2dmin 发表于 2012-5-22 22:49:51

吴英集资案重审改判死缓(英文)


Wu Ying at the Intermediate People’s Court of Jinhua in 2009.


The Wall Street Journal (WSJ ) May 21 - Call it a birthday gift: One of China’s most most famous convicts – a woman who turned 31 on Sunday – got a reprieve on her death sentence on Monday.

A high court in China’s eastern Zhejiang province, acting on the guidance of China’s Supreme People’s Court, said it has changed the capital sentence it originally imposed on Wu Ying to death with a two-year stay, the official Xinhua news agency said (in Chinese).

The two-year reprieve is common practice in China as a prelude to actual commutation of the death sentence. Zhang Yanfeng, Wu’s lawyer, told China Real Time that the sentence will be commuted to life in prison if Wu doesn’t commit any additional and intentional offenses during this time. “In some cases, the life-in-prison sentence itself can be reduced, but that depends on what happens after this period,” he said in a brief telephone interview.

Wu Ying was a businesswoman of uncommon fortunes. Once ranked as China’s sixth richest woman, according to wealth-trackers Hurun, she was known for turning a single beauty salon into a regional business conglomerate. She was sentenced to death in 2009 on charges of having bilked 11 investors of 380 million yuan ($60.3 million) – a loss her lawyers said stemmed from her participation in China’s burgeoning informal lending market.

The case attracted widespread media attention for the severity of the sentence and the long-running campaign in China’s blogosphere to save her.

Many of her supporters wondered aloud why she was facing death when corrupt officials found guilty of similar crimes were often granted lighter sentences.

Last month, in an usual decision foreshadowed by Premier Wen Jiabao’s remark a month earlier that the government was taking “an extremely cautious attitude toward the Wu Ying case,” China’s top court all but threw out the Zhejiang verdict, ordering the lower court to reconsider.

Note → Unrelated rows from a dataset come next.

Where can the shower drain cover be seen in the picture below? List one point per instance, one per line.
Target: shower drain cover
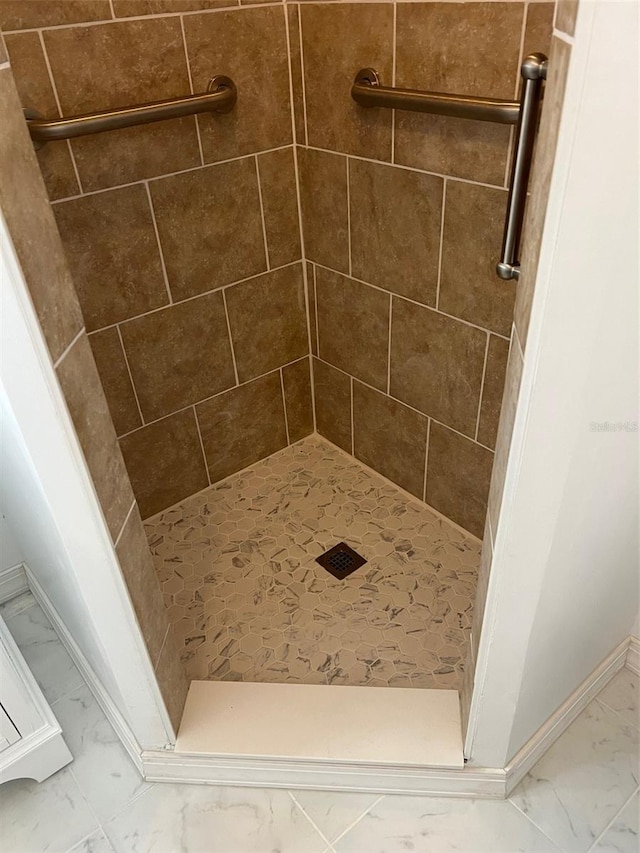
(341, 560)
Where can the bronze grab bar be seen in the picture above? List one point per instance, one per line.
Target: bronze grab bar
(220, 97)
(368, 92)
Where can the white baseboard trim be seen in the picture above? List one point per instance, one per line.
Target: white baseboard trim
(13, 582)
(109, 708)
(558, 722)
(633, 655)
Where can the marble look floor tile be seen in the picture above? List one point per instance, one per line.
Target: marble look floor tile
(248, 601)
(622, 835)
(96, 843)
(583, 780)
(334, 812)
(101, 766)
(439, 825)
(47, 658)
(622, 694)
(45, 817)
(202, 819)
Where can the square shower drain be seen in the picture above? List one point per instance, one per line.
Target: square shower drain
(341, 560)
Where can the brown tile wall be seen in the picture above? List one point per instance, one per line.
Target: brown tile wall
(402, 221)
(183, 237)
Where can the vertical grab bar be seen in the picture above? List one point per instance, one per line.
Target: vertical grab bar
(533, 71)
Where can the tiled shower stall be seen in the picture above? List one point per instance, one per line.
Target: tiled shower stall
(294, 314)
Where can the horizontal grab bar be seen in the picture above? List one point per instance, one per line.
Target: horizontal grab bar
(220, 97)
(369, 92)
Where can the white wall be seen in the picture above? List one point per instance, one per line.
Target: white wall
(53, 512)
(564, 584)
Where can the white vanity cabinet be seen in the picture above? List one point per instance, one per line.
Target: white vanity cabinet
(31, 743)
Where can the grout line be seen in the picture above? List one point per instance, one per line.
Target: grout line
(233, 354)
(160, 252)
(219, 289)
(389, 346)
(264, 226)
(413, 302)
(348, 216)
(67, 349)
(426, 461)
(171, 174)
(128, 366)
(440, 248)
(204, 455)
(484, 373)
(407, 406)
(304, 86)
(284, 406)
(186, 56)
(124, 524)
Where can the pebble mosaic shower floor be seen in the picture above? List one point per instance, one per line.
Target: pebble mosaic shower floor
(236, 563)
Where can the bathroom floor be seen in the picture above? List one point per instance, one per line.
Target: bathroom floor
(237, 566)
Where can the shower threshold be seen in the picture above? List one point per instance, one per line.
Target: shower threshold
(249, 603)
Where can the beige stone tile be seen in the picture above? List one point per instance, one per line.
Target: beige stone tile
(165, 462)
(21, 14)
(297, 397)
(353, 326)
(338, 40)
(323, 194)
(492, 390)
(268, 321)
(436, 364)
(104, 79)
(180, 355)
(82, 389)
(469, 286)
(250, 46)
(113, 253)
(390, 438)
(395, 228)
(332, 391)
(544, 158)
(280, 204)
(34, 87)
(468, 49)
(458, 474)
(32, 227)
(110, 361)
(210, 226)
(243, 425)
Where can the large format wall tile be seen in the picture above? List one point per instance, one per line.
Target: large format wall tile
(171, 365)
(353, 326)
(458, 475)
(268, 321)
(250, 46)
(280, 204)
(80, 382)
(395, 228)
(461, 48)
(436, 364)
(243, 425)
(469, 286)
(34, 87)
(325, 218)
(332, 391)
(390, 438)
(165, 462)
(113, 253)
(338, 40)
(124, 63)
(110, 360)
(32, 227)
(210, 226)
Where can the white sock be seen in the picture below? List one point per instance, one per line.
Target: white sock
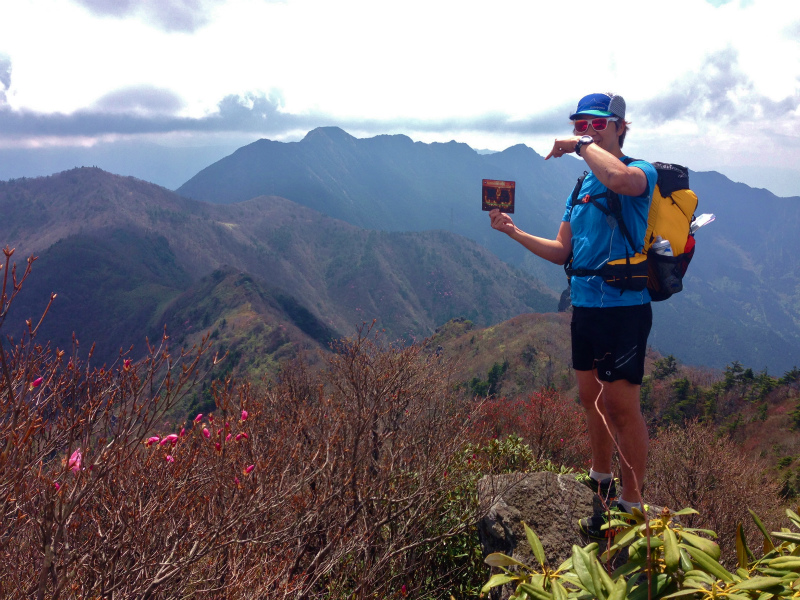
(600, 477)
(629, 506)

On Monday, the Zhejiang authorities made it official.

For the public that’s kept the issue alive for more than three years, it’s a gratifying conclusion. “It’s not just Wu Ying,” Wang Shuo, a prominent magazine editor, wrote on the Twitter-like microblogging service Sina Weibo. “If it’s non-violent financial crime, no one should die.”

“Wu Ying was unlucky to run into hole in the legal system,” added another Sina Weibo user writing under the handle Chaoxin Xinzhixing. “When will China’s legal system be more robust, so the public can be convinced?”